Open virtu opened 9 months ago
@virtu Thanks for reporting this. Just to double check: You ran it once locally and it failed. Then you ran it a second time locally and it succeeded. Then you ran it a third time locally (with collaborative launch) and it succeeded again. In addition you ran it once on contabo (with collaborative launch as well) and it failed as well. Is that correct?
It sounds very strange to me. Nobody had issues with the FTP downloads during our previous tests: https://github.com/fjahr/asmap-data/issues/4
My best guess would have also been that the server closed the connection. But the question is why and why only ARIN and seemingly none of the others. arin.db.gz isn't even the largest file and certainly also not the one with the weakest infrastructure. Were you using a VPN by any chance? And did you have a fast + stable connection at the time?
Yesterday, I tried twice from home (dialup, ~100Mbps, no VPN): First time failed, second time succeeded.
To add some redundancy, today I scheduled the collaborative run on both my home machine as well as a Contabo-hosted VPS. Both runs failed. After failing, I immediately started new runs on both machines (in the hope the results' checksums will match that of others), and these both runs downloaded arin.db.gz
just fine.
My run of #7 failed too, with the same error. Also using the nix flake.
I just retried it and downloading arin.db.gz
worked.
@0xB10C @virtu is it maybe a general issue with nix? I'm not sure where I could check that...
Might be an issue with a specific version of a library in the nixpkgs input locked in the flake. I'll update nixpkgs and do some trial runs to determine whether the issue persists.
Looks like EOFError signals the server closed the connection.
As mentioned in https://github.com/fjahr/asmap-data/issues/7#issuecomment-1913087498, it could be that the data is updated with a cronjob e.g. hourly/every 10 minutes/etc. The FTP server might close the connection when the underlying file changes while the data is being downloaded.
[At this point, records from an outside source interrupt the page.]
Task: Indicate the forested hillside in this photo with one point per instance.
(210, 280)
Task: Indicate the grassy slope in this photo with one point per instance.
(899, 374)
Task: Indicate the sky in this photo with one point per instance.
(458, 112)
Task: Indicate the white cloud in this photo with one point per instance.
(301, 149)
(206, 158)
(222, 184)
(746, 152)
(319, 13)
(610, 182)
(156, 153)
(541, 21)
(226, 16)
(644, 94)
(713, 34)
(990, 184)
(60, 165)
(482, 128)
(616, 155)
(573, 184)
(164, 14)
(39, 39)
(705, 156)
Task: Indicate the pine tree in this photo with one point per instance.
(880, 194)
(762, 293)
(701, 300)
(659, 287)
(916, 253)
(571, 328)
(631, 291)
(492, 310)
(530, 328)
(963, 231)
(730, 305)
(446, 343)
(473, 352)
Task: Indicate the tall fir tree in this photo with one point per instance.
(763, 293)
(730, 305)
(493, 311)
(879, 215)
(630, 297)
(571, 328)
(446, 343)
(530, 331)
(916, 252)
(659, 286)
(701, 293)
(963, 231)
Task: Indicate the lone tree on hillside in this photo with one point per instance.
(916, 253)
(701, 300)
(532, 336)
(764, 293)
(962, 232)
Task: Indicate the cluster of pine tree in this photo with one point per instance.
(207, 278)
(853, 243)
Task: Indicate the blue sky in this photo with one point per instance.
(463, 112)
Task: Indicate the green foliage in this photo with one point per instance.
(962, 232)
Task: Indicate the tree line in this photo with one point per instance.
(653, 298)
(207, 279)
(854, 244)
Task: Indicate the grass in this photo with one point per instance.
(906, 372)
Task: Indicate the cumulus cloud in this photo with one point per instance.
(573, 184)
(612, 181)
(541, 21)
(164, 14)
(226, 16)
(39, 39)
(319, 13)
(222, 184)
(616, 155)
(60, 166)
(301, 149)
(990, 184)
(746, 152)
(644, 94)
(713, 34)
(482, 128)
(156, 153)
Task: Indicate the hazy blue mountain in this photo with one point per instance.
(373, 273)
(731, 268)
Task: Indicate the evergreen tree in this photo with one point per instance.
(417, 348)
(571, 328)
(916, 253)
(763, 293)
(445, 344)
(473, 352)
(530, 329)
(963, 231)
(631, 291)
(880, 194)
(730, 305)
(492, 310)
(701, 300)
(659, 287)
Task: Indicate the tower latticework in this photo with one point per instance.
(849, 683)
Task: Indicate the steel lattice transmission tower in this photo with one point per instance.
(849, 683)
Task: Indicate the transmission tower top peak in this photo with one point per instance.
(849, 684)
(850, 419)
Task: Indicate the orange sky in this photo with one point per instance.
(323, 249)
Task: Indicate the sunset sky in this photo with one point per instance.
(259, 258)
While fetching the last-modified timestamps for https://github.com/fjahr/asmap-data/issues/7#issuecomment-1913112550, I noticed ftp.lacnic.net
produces an EOF error frequently just when listing the directory contents...
lacnic.db.gz
seems to be updated every 5 minutes. I get an error when they are updating the file.
@fjahr @virtu could you check if running https://gist.github.com/0xB10C/b06d3f3b5dba081de9eaf6b4bc340c36 multiple times over the course of ~10 minutes gives you the same error? If @virtu has the same problem and @fjahr doesn't, I think that's a sign that there's a problem with the nix version.
@0xB10C Thanks, yeah, I could reproduce the EOF errors with the script at lacnic and I also tried it with a loop of downloads and saw an EOF error there after a few minutes. I am still confused as to why this wasn't a problem until now. I have already implemented printing file hashes and I will make the IRR downloads robust against this error as a next step.
@0xB10C So, I did some further tests this morning by adapting your script. I changed it to download the lacnic file in a loop every 30 seconds, print the hash and then delete it again. It didn't take long to see the EOF errors this time and I simply restarted the script a couple of times as soon as I saw the EOF error occurring. What this shows is that, while there are these errors, the underlying file doesn't seem to change. The file hash before and after EOF errors is identical each time. I then waited a few hours and check again now and the file is still unchanged. So it seems that the EOF error are not directly connected to file updates and simply making kartograf more robust against these errors could be a good fix. I have done this with the latest version (0.4.4).
@0xB10C @virtu I will give it another try tomorrow and I hope you can join: https://github.com/fjahr/asmap-data/issues/9
With v0.4.4 in case of the EOF the download will be retried a few times before aborting the whole process. Based on the investigation above I think this will be a good next step to try if the results are as we would like them with this. Keeping this issue open for now though until we have confidence in this.
What this shows is that, while there are these errors, the underlying file doesn't seem to change. The file hash before and after EOF errors is identical each time. I then waited a few hours and check again now and the file is still unchanged. So it seems that the EOF error are not directly connected to file updates and simply making kartograf more robust against these errors could be a good fix. I have done this with the latest version (0.4.4).
Interesting! Well, the file-created timestamp on the FTP server changes every 5 min. I'm not sure what's really going on here. Maybe the file is recreated with the same contents?
I'm not sure what's really going on here. Maybe the file is recreated with the same contents?
Yeah, that would be my best guess as well.
In preparation for today's collaborative run (#7), I ran kartograf twice yesterday. The first run failed because I got disconnected from the FTP server while downloading arin.db.gz; the second run succeeded.
To add some redundancy, I scheduled the collaborative on two machines (one at home, another at Contabo). Unfortunately, both runs failed. Here's the output:
Looks like
EOFError
signals the server closed the connection.